Saturday, August 27, 2011

A Tree's a Tree--Until It's Not

Presidential candidate Rick Santorum was recently asked why he thought marriages between people of the same sex would affect marriages between people of other sexes. Here is what he said:

Because it changes the definition of an intrinsic element of society in a way that minimizes what that bond means to society. Marriage is what marriage is. Marriage was around before government said what it was.
It’s like going out and saying, ‘That tree is a car.’ Well, the tree’s not a car. A tree’s a tree. Marriage is marriage. You can say that tree is something other than it is. It can redefine it. But it doesn’t change the essential nature of what marriage is. Marriage is a union between a man and a woman for the purposes of the benefit of both the man and the woman, a natural unitive according to nature, unitive, that is for the purposes of having and rearing children and for the benefit of both the man and the woman involved in that relationship.

What is Rick actually saying here when he says a tree is a tree and a marriage is a marriage? He is suggesting that there is a single definition of marriage that has been consistently used in the history of humanity. Any student of history (or psychology, or science, or a student of any other subject, really) would easily reject this statement. There are no absolute meanings, and there are no static social institutions that have kept the same purpose for all of recorded (and unrecorded) civilization.

Santorum makes a stupid argument. He makes an argument that is intellectually and morally bankrupt.

Interested in the history of marriage? You might want to check out this link, or this one, or even this one.  You might also be interested in E.J. Graff's book "What is Marriage for: The Strange Social History of Our Most Intimate Institution."

A few highlights:

While in many (but not all) parts of the modern world marriage is a personal decision between two people, for much of recorded history marriage has been an arranged affair. We married not for love, not for companionship, but for family bonds. We married because our families arranged for us to do so, and we did so to build businesses, alliances, and economic security. There was little--if any--room for love or affection.

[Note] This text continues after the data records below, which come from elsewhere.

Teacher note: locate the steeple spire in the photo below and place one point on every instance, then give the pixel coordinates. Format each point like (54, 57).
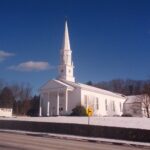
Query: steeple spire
(66, 64)
(66, 41)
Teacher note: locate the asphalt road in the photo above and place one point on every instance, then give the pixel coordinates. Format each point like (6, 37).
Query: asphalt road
(11, 141)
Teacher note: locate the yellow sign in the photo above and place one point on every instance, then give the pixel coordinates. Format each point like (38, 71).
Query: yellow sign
(89, 111)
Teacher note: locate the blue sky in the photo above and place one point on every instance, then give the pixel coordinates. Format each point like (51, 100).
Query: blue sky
(109, 39)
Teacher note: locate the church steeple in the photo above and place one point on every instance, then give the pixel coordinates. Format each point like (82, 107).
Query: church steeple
(66, 40)
(66, 64)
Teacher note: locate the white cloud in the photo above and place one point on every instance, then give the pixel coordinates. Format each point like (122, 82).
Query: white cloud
(31, 66)
(4, 55)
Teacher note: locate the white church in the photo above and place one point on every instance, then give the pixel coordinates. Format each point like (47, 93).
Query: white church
(59, 96)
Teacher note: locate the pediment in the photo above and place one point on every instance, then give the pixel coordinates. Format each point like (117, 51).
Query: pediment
(54, 84)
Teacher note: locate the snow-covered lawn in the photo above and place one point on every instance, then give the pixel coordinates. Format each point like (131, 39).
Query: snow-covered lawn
(127, 122)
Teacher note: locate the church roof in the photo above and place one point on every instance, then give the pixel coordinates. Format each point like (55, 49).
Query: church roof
(94, 89)
(134, 99)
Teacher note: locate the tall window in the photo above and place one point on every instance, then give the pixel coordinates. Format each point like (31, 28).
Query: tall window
(106, 104)
(85, 101)
(97, 103)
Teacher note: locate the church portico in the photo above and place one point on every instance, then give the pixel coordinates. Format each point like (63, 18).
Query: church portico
(54, 101)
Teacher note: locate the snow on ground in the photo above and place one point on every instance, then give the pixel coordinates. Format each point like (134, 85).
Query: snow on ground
(127, 122)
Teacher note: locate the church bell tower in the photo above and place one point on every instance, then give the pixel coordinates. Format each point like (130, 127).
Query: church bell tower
(66, 66)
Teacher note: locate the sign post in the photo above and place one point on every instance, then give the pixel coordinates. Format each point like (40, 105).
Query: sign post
(89, 113)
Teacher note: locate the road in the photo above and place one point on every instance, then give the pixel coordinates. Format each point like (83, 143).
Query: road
(12, 141)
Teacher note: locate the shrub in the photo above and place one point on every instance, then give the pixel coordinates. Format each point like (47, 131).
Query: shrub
(79, 111)
(126, 115)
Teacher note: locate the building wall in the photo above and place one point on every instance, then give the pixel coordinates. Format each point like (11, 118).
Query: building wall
(5, 112)
(103, 105)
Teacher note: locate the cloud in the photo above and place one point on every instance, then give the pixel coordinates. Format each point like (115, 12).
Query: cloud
(4, 55)
(31, 66)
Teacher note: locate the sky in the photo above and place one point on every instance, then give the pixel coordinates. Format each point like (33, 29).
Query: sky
(110, 39)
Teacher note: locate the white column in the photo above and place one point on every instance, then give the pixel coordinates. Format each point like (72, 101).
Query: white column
(48, 104)
(66, 101)
(57, 113)
(40, 107)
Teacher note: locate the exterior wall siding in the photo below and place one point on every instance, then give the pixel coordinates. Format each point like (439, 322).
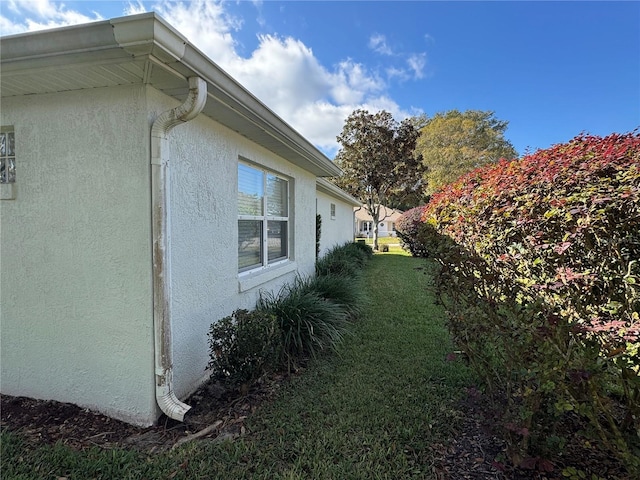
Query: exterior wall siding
(76, 298)
(338, 230)
(205, 284)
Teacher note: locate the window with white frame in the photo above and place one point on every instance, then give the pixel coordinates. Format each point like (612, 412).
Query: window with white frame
(7, 155)
(263, 218)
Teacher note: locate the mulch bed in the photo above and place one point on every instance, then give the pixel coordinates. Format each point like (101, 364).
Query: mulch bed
(219, 413)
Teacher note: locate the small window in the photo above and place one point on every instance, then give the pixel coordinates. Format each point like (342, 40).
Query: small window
(7, 155)
(263, 218)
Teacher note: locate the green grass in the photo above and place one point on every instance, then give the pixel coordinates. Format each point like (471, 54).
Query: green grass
(381, 240)
(371, 411)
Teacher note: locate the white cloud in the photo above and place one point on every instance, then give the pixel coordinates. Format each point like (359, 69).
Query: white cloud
(378, 43)
(417, 63)
(39, 15)
(282, 72)
(134, 8)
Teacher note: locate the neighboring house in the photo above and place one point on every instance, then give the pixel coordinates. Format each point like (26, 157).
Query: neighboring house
(335, 208)
(386, 227)
(145, 194)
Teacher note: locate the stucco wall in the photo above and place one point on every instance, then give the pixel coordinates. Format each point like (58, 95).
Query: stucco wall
(337, 230)
(76, 299)
(205, 284)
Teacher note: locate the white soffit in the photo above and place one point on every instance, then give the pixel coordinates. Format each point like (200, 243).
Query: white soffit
(144, 49)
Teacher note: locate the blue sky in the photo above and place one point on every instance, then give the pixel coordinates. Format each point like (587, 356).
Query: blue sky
(551, 69)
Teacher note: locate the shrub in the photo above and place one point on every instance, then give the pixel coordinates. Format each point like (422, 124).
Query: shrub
(541, 274)
(308, 322)
(345, 292)
(409, 227)
(346, 260)
(243, 346)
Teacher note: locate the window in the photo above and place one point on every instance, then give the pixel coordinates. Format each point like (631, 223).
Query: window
(7, 156)
(263, 218)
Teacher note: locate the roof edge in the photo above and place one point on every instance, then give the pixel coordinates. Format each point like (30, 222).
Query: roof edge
(330, 189)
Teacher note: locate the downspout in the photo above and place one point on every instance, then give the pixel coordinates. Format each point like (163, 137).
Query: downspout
(192, 106)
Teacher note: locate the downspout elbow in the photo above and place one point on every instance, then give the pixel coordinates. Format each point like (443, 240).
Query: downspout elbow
(188, 110)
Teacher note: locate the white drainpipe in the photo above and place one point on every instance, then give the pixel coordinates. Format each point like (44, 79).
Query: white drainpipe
(192, 106)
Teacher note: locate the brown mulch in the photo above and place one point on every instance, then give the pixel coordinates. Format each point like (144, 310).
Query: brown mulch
(475, 453)
(222, 410)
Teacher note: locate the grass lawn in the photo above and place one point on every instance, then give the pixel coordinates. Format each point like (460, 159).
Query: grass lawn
(382, 240)
(371, 412)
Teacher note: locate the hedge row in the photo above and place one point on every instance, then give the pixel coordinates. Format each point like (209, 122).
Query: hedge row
(541, 274)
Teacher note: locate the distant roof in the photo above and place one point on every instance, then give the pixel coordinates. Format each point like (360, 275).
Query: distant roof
(386, 213)
(145, 49)
(331, 189)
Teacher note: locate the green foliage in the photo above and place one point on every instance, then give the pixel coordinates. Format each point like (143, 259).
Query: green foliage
(308, 322)
(345, 292)
(346, 260)
(244, 346)
(408, 228)
(378, 161)
(314, 314)
(541, 275)
(375, 412)
(454, 143)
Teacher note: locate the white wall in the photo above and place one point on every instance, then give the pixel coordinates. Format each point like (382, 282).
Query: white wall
(76, 281)
(205, 284)
(76, 299)
(336, 230)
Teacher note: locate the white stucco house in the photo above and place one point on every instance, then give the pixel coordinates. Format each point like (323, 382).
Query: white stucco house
(145, 194)
(335, 208)
(386, 226)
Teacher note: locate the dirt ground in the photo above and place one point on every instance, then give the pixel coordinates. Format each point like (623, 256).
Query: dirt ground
(220, 413)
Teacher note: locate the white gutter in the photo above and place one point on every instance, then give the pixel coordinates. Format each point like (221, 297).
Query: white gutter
(192, 106)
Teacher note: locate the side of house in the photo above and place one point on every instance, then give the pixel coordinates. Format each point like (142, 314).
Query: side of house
(335, 208)
(152, 195)
(75, 250)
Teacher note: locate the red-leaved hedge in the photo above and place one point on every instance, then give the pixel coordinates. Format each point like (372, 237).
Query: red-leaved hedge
(541, 275)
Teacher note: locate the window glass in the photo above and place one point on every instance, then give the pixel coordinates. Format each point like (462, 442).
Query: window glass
(7, 156)
(249, 244)
(277, 193)
(277, 240)
(250, 191)
(263, 218)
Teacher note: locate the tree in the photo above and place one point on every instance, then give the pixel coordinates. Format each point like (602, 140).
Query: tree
(378, 162)
(454, 143)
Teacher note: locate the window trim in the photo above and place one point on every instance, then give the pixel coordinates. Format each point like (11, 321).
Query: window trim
(265, 218)
(8, 189)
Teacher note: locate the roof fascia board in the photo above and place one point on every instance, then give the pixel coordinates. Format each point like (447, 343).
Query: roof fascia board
(330, 189)
(149, 36)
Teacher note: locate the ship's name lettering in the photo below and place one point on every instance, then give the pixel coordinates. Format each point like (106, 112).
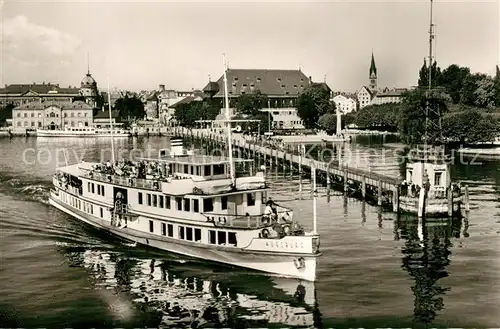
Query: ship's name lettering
(282, 244)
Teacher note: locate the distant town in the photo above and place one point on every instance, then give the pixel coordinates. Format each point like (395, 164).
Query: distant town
(277, 96)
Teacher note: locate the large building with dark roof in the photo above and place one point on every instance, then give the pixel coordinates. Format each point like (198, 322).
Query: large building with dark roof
(281, 86)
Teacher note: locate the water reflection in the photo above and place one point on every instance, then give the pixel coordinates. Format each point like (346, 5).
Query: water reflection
(426, 254)
(186, 295)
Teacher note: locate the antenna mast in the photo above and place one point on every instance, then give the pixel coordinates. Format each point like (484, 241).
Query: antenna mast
(111, 128)
(229, 140)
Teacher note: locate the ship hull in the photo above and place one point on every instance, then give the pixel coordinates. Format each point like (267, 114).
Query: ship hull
(280, 264)
(62, 133)
(433, 208)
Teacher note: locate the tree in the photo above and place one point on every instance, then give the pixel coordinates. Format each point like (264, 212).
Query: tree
(468, 92)
(130, 107)
(186, 114)
(250, 104)
(416, 106)
(470, 126)
(423, 75)
(313, 103)
(379, 117)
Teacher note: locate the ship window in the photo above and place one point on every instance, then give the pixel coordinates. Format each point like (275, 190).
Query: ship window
(187, 204)
(189, 233)
(208, 172)
(211, 237)
(437, 178)
(219, 169)
(231, 238)
(208, 205)
(221, 237)
(196, 205)
(250, 199)
(223, 202)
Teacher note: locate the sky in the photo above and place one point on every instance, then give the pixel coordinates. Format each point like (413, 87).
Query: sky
(137, 45)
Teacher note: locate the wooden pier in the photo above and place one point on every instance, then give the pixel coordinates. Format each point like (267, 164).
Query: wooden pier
(359, 183)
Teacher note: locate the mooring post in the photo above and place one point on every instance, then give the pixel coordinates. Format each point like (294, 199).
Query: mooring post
(466, 197)
(450, 202)
(379, 196)
(395, 199)
(328, 183)
(346, 185)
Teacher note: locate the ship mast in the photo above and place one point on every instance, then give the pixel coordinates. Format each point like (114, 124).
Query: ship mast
(229, 140)
(111, 128)
(428, 107)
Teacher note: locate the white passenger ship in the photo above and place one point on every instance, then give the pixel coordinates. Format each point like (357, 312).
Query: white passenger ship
(83, 132)
(194, 205)
(187, 204)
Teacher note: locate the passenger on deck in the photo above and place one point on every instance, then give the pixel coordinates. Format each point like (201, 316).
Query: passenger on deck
(269, 212)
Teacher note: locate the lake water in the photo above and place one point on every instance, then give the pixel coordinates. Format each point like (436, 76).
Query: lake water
(375, 270)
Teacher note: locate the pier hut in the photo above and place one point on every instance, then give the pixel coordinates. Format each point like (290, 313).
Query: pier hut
(427, 190)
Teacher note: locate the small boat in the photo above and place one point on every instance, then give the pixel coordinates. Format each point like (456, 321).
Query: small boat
(193, 205)
(83, 132)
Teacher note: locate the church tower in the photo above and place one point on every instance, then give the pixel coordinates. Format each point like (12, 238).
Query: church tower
(88, 87)
(373, 75)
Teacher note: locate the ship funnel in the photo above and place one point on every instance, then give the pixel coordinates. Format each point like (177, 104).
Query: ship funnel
(176, 147)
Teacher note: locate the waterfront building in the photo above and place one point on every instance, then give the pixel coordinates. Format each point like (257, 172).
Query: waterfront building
(344, 104)
(365, 96)
(19, 94)
(282, 87)
(52, 115)
(389, 96)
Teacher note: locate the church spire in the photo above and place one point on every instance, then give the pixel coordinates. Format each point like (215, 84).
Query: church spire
(373, 68)
(88, 63)
(373, 75)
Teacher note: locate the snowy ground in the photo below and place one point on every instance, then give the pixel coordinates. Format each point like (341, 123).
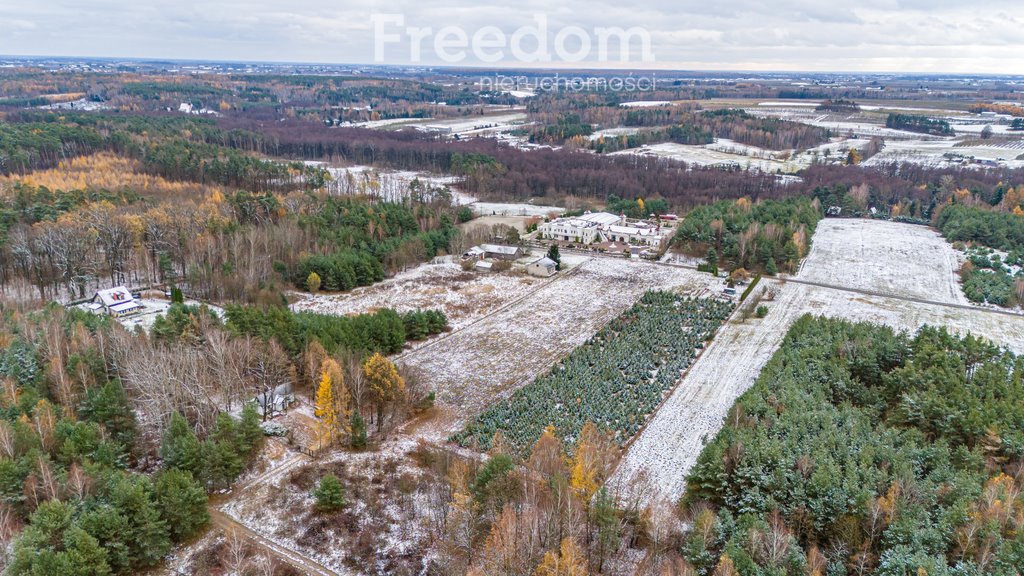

Did you know that during the Protestant revolution Martin Luther totally rejected the religious underpinnings of marriage? He declared that marriage is "a worldly thing... that belongs to the realm of government. The Puritans, who found there way here to the coast of New England, felt similarly. They asserted (and passed an Act of parliament) that "marriage [is] to be no sacrament." That was the beginning of our modern day secular marriages.

Check out the links above to learn more.

My point here is that a tree isn't always a tree. They evolve, change, and adapt to the environment in which they are living. What Santorum is really saying is that he values one particular understanding of marriage. It is an understand that is adapted to his values, his morals, and his way of seeing the world. The meaning of the word, and the institution, reflects the values of the meaning maker and the zeitgeist of the times.

It's just silly to engage in meaningless banter about a tree always being a tree, and a marriage always being a marriage, when the recorded history of humanity shows that what we consider a marriage has changed over time.

So here is my question: what are your morals and values? Why do you value one sort of marriage over another? Why is that important to you? How does it reflect the world you want to be in? How does it reflect the world that you want to create?

1 comment:

  1. Interesting thoughts. I've grown up that marriage is between one man and one woman period. So it is kinda hard to view it any other way. But on that point that it would destroy marriage for two men or two women to marry I don't understand. What they decide to do I guess should be between them and what they believe IMO. But Hey what do I know, I am just a little graphic designer.